Memaknai Kembali Pro Justitia
Oleh: Habib Aboe Bakar Alhabsyi,
Anggota Komisi III DPR RI
Beberapa waktu terakhir, sebagai anggota komisi III DPR RI saya banyak mendapat pertanyaan mengenai kondisi penegakan hukum di Indonesia. Kenapa seolah hukum tajam ke satu kelompok tertentu, namun tumpul kepada yang lain.
Banyak beredar surat pemanggilan ataupun berita penangkapan orang-orang yang berafiliasi dengan kelompok tertentu. Ada yang dijerat dengan tuduhan makar, pasal ITE atau bahkan tuduhan pencucian uang. Hal ini dianggap sebagai ketimpangan dalam penegakan hukum oleh sebagian masyarakat yang saya temui.
Pihak lain menilai ada kepincangan penegakan hukum, lantaran jika ada perkara serupa terjadi namun pelakunya dari kelompok tertentu tidak ada tindakan hukum yang dilakukan.

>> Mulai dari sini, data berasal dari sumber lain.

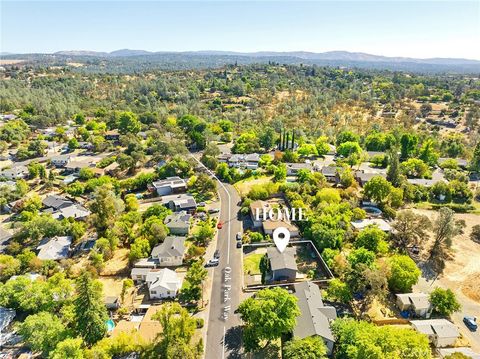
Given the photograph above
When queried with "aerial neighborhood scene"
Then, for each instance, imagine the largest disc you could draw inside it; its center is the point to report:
(175, 202)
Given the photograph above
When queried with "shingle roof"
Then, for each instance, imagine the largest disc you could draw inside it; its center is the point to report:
(171, 247)
(315, 316)
(285, 260)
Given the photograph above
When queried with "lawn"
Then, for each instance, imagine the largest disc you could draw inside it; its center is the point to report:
(251, 263)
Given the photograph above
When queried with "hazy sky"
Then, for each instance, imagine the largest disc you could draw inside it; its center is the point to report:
(391, 28)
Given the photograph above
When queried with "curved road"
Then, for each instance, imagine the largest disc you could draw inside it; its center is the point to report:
(224, 333)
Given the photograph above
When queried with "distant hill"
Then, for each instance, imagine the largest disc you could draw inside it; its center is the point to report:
(128, 60)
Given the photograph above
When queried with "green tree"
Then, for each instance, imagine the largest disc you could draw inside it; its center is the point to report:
(42, 332)
(444, 301)
(128, 123)
(306, 348)
(268, 316)
(404, 273)
(71, 348)
(90, 311)
(377, 189)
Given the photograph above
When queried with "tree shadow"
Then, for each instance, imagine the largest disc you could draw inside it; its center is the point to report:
(233, 342)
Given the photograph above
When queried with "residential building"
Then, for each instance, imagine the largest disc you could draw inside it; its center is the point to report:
(170, 185)
(170, 252)
(417, 302)
(60, 160)
(269, 226)
(258, 206)
(55, 248)
(293, 168)
(363, 223)
(315, 317)
(180, 202)
(56, 202)
(163, 283)
(178, 223)
(283, 265)
(15, 172)
(440, 332)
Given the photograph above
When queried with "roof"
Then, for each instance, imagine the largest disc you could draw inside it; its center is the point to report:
(163, 278)
(172, 246)
(285, 260)
(418, 300)
(315, 316)
(363, 223)
(178, 220)
(271, 225)
(55, 248)
(55, 201)
(440, 327)
(172, 182)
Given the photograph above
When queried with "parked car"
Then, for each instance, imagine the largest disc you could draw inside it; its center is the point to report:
(212, 263)
(471, 323)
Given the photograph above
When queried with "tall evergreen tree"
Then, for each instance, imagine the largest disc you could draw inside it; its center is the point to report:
(89, 309)
(393, 173)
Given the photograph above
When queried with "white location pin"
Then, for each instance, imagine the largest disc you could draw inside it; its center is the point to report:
(281, 237)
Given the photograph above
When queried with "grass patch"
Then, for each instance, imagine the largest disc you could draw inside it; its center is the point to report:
(251, 263)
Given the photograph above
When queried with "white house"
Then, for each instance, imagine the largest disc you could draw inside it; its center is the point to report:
(418, 302)
(170, 185)
(163, 283)
(440, 332)
(170, 252)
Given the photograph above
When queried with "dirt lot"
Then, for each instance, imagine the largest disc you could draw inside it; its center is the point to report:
(463, 271)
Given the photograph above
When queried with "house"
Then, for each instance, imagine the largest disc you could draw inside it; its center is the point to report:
(363, 223)
(293, 168)
(56, 202)
(178, 223)
(362, 177)
(269, 226)
(440, 332)
(180, 202)
(15, 172)
(74, 211)
(330, 173)
(170, 185)
(315, 317)
(282, 265)
(139, 274)
(170, 252)
(112, 135)
(55, 248)
(417, 302)
(467, 352)
(422, 182)
(163, 283)
(60, 161)
(112, 302)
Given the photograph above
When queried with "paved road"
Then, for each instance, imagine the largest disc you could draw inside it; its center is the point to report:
(223, 333)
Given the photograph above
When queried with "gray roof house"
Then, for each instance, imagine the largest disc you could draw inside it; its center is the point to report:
(283, 265)
(178, 223)
(315, 317)
(440, 332)
(170, 185)
(170, 252)
(55, 248)
(180, 202)
(56, 202)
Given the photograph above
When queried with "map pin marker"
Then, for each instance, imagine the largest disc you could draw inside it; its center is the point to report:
(281, 237)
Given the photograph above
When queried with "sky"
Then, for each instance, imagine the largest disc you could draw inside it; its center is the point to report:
(420, 29)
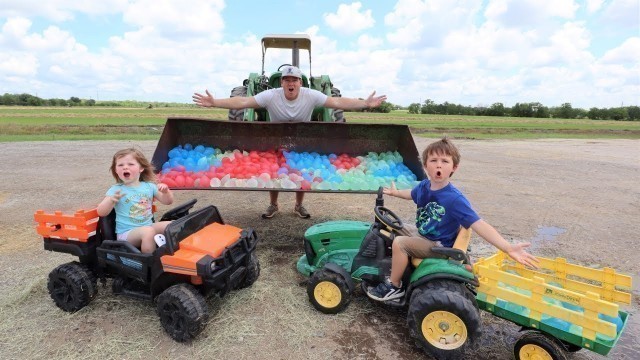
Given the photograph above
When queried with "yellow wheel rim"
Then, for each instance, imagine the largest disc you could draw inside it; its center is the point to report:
(444, 330)
(327, 294)
(534, 352)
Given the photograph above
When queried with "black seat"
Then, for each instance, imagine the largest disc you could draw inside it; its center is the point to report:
(108, 238)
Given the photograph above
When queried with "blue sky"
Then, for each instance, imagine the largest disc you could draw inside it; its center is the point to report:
(470, 52)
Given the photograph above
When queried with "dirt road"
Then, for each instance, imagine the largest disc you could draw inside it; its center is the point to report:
(578, 199)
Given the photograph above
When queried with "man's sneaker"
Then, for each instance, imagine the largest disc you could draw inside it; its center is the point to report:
(385, 291)
(301, 211)
(271, 210)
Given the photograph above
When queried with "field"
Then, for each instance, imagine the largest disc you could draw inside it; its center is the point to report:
(94, 123)
(575, 198)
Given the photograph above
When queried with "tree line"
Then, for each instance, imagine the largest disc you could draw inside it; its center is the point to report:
(533, 110)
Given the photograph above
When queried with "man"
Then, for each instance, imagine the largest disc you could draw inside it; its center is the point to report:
(290, 102)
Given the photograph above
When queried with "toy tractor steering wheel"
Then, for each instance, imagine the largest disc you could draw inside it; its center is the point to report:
(388, 218)
(283, 65)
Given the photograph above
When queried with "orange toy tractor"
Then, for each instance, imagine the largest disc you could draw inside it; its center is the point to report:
(202, 256)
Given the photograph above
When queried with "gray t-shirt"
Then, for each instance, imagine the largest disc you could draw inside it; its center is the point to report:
(282, 110)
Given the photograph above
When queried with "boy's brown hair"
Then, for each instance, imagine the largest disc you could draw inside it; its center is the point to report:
(147, 174)
(443, 146)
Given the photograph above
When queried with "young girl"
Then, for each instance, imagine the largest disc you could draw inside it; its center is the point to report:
(132, 197)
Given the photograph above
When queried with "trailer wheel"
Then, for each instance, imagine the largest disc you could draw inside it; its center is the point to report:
(237, 115)
(252, 272)
(338, 114)
(328, 291)
(444, 323)
(72, 286)
(536, 345)
(183, 312)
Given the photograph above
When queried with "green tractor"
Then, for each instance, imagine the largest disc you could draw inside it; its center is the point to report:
(442, 312)
(257, 83)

Jikalaupun perkara seperti itu dilaporkan, sepertinya laporan yang mereka sampaikan tidak mendapat respons sebagaimana perkara lainnya. Apa yang diadukan cenderung tidak ditindaklanjuti alias jalan ditempat. Hal ini tentunya membawa kekecewaan atas perlakuan yang berbeda dalam penegakan hukum.
Sebenarnya sebuah penegakan hukum memiliki tiga sifat. Pertama, penegakan hukum yang bersifat represif, hal ini ditujukan untuk menghentikan sebuah tindak pelanggaran hukum. Kedua, penegakan hukum yang bersifat kuratif, adalah penegakan hukum yang beraifat memulihkan situasi.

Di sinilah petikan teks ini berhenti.